Japan Approves ePostal Email Patents
New York, NY (PRWEB) July 23, 2013 -- ePostal Services, Inc. (ePS®) today announced the approval of its second patent in Japan. (http://www.ePostalServices.com)
"In 2012, Japan approved the first ePostal® patent – obviously a major milestone,” said Jon Gardner, President of ePostal Services. “Approval of our second patent by Japan continues the expansion of ePS global intellectual property rights – and further validates our aggressive and comprehensive worldwide patent strategy.”
The second ePS patent reinforces and details the claims of the first by citing technical alternatives and preferences for the ePostal communication system which provides superior private, secure, tracked, and differentiated internet messaging services. Very significantly, it also patents a fully-autonomous direct communications system, operating internal to ePostal, for the automated management of secure communications directly between user devices/servers via the ePostal servers.

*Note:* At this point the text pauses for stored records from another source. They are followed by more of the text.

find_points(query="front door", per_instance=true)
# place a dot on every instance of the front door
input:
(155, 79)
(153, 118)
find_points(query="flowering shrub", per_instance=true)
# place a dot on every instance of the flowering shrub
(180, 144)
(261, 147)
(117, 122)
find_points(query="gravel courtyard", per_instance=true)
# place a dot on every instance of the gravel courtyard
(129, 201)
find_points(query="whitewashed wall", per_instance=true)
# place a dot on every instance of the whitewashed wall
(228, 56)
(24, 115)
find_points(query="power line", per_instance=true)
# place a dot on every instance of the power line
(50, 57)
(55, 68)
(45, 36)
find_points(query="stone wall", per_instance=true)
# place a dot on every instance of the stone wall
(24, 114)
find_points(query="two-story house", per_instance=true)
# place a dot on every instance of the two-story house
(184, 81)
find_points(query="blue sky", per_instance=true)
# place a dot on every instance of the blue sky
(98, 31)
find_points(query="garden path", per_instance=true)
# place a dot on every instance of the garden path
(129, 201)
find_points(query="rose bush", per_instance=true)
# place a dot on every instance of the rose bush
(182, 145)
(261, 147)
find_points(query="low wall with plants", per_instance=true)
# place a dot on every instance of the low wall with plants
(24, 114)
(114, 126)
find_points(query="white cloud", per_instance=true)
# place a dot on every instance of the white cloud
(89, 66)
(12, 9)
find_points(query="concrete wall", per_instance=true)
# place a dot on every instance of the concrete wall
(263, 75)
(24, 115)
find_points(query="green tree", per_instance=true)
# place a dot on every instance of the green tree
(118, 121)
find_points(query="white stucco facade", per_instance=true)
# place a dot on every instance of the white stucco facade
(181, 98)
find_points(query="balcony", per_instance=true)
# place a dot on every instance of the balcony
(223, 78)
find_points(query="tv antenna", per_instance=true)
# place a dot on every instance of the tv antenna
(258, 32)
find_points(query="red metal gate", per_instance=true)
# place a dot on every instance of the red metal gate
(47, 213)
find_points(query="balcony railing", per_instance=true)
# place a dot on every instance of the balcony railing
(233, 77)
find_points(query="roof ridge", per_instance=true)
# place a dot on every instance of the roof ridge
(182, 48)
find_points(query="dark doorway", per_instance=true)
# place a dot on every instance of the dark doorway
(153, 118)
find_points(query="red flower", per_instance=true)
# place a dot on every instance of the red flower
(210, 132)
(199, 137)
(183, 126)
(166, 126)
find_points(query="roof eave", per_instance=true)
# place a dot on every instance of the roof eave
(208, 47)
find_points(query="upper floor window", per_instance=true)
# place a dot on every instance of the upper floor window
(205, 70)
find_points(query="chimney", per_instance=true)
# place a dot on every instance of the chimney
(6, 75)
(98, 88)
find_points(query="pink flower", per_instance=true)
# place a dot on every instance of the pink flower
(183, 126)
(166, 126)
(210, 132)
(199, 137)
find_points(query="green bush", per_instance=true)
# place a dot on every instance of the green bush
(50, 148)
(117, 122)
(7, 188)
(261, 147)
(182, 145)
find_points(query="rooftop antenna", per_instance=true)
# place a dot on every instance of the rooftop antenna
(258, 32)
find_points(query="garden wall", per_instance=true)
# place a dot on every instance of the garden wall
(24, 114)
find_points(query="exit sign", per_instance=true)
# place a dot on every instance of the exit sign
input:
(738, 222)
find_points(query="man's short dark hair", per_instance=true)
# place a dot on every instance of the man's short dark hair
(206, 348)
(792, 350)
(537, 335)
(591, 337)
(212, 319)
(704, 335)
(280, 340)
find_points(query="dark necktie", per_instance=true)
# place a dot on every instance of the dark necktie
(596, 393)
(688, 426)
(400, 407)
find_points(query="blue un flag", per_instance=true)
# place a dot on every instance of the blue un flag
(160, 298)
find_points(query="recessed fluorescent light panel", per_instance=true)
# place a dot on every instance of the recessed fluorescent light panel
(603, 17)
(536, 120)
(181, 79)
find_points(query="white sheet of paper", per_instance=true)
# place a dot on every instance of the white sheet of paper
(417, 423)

This highly-scalable technology gives ePostal the capabilities to create autonomous, private and secure, virtual intranet communications between senders, recipients, and ePS servers -- but which are separate from and independent of regular email channels. In addition, the ePostal technology is interoperable between email platforms, eventually allowing email users everywhere to access the ePS services.
The first ePostal patent was issued in March 2009 as U.S. Patent #7,502,828: "Messaging and Document Management System and Method" – with U.S. approval for the second patent (#7,627,640) received in December 2009. Applications were also filed in Europe and Japan as well as in other countries, together comprising 80% of the world's GNP. To date, approvals have been received in the U.S., Europe, Japan, India, Russia, and Mexico, with reviews proceeding in China, Canada, and Brazil.

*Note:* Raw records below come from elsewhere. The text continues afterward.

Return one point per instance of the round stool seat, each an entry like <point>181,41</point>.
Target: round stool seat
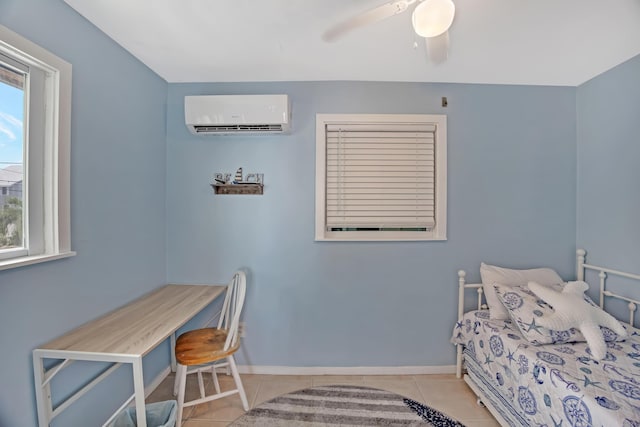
<point>202,346</point>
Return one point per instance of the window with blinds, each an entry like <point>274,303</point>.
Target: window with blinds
<point>381,177</point>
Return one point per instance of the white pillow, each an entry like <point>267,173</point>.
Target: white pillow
<point>492,274</point>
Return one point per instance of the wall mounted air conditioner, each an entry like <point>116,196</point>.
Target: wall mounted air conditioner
<point>237,114</point>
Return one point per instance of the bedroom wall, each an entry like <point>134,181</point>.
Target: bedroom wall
<point>608,206</point>
<point>117,213</point>
<point>511,191</point>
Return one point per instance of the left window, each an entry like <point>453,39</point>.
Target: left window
<point>35,110</point>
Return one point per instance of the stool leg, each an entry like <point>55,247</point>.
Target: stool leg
<point>214,376</point>
<point>176,381</point>
<point>201,384</point>
<point>182,385</point>
<point>236,378</point>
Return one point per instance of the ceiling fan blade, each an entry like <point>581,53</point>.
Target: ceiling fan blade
<point>438,47</point>
<point>369,17</point>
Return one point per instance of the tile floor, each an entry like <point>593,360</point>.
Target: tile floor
<point>443,392</point>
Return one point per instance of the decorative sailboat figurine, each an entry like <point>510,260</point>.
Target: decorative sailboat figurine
<point>238,178</point>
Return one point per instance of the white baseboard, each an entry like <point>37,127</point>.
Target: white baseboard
<point>156,381</point>
<point>355,370</point>
<point>322,370</point>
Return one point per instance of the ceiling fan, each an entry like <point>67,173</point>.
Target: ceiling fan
<point>431,19</point>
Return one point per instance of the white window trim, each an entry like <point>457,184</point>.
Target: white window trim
<point>55,197</point>
<point>439,232</point>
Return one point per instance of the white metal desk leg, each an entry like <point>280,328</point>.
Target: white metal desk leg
<point>173,352</point>
<point>43,393</point>
<point>138,391</point>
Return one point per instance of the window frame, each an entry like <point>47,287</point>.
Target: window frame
<point>439,231</point>
<point>47,158</point>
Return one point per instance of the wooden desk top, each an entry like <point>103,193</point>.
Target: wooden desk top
<point>138,327</point>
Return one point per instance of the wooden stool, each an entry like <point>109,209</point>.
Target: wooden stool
<point>202,348</point>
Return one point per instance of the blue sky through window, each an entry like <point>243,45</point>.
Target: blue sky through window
<point>11,124</point>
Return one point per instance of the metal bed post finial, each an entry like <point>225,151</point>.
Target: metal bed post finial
<point>461,281</point>
<point>580,264</point>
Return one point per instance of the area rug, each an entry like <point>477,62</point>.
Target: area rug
<point>343,405</point>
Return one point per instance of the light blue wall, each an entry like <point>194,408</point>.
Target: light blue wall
<point>608,195</point>
<point>511,190</point>
<point>117,211</point>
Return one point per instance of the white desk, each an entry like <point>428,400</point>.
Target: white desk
<point>124,335</point>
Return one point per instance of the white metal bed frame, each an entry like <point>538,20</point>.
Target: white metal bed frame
<point>581,267</point>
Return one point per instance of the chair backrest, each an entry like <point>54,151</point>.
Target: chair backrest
<point>232,308</point>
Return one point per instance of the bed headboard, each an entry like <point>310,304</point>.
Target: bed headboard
<point>602,274</point>
<point>581,267</point>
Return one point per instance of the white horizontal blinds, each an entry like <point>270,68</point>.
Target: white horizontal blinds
<point>380,176</point>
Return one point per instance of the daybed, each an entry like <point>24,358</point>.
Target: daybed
<point>525,383</point>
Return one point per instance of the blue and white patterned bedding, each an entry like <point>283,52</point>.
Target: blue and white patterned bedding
<point>555,384</point>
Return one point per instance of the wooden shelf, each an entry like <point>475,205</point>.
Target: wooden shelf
<point>238,188</point>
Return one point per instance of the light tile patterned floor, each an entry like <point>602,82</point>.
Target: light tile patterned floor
<point>443,392</point>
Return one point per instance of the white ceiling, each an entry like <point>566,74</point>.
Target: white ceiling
<point>535,42</point>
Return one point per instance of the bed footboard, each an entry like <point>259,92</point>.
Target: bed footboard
<point>462,287</point>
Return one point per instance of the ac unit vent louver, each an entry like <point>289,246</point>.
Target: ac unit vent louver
<point>237,114</point>
<point>239,128</point>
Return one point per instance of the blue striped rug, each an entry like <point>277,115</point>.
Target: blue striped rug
<point>343,405</point>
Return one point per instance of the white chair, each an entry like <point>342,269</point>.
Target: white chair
<point>200,349</point>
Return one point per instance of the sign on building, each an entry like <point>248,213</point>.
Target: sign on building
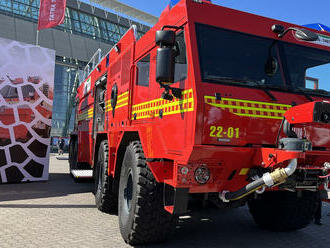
<point>26,98</point>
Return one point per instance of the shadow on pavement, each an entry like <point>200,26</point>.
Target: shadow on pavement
<point>236,228</point>
<point>59,184</point>
<point>45,206</point>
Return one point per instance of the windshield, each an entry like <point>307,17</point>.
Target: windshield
<point>233,57</point>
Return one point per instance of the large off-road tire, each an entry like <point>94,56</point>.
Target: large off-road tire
<point>142,218</point>
<point>283,210</point>
<point>106,200</point>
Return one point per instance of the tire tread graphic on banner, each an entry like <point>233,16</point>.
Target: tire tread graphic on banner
<point>26,98</point>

ePostal Services offers a new, on-demand, and competitively superior email service (two-way-encrypted and secure) which supplements and works with a user’s regular email application and setup, with or without a network. It employs conventional email/internet components in a novel way to enable a broad range of on-demand premium services -- easily and inexpensively.

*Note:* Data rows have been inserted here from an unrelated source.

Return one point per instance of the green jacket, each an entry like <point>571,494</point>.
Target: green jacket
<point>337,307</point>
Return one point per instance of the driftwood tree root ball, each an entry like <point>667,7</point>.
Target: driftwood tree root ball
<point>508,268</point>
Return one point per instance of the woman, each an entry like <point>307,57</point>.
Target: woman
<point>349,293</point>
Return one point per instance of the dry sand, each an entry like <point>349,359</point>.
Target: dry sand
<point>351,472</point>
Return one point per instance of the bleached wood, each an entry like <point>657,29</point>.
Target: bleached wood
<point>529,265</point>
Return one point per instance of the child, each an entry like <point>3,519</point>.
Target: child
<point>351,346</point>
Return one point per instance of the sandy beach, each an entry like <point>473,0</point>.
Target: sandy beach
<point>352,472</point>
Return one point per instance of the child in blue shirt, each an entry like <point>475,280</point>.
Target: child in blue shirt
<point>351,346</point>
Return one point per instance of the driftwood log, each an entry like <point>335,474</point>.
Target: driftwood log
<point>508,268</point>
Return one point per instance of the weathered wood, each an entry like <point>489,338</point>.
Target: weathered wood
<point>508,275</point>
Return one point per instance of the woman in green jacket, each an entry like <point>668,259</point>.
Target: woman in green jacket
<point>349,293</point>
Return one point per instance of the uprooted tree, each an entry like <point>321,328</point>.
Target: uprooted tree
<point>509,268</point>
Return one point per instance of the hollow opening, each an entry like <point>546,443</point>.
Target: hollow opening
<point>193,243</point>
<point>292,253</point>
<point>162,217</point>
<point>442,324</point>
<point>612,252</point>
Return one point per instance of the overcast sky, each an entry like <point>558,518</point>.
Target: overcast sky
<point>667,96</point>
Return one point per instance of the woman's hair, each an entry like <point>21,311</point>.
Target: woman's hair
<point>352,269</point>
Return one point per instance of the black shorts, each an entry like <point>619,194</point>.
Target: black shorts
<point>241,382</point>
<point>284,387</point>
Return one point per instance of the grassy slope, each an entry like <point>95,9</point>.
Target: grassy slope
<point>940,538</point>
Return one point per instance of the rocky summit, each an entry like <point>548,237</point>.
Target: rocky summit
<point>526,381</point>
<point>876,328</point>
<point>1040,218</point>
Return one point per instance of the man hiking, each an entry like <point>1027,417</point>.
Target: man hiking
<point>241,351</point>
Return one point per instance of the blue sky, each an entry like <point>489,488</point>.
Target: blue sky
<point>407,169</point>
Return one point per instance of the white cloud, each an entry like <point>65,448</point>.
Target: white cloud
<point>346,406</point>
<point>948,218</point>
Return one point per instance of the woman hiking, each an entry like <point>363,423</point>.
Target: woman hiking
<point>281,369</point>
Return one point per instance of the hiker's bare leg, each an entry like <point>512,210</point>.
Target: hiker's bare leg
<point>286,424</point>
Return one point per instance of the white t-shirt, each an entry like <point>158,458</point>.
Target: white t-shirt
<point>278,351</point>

“Our patents anticipated the evolving commercial and technical needs of global electronic communications,” Gardner continued. "With the growing use of ‘cloud’ services and mobile devices, those rights have increasing relevance, well beyond the ePostal system, to a wide range of telecommunication situations and applications.”
About ePostal Services (ePS):
A Delaware corporation, ePS -- via its unique technology -- puts on-demand premium email services within the technical and economic reach of all businesses and individuals, worldwide.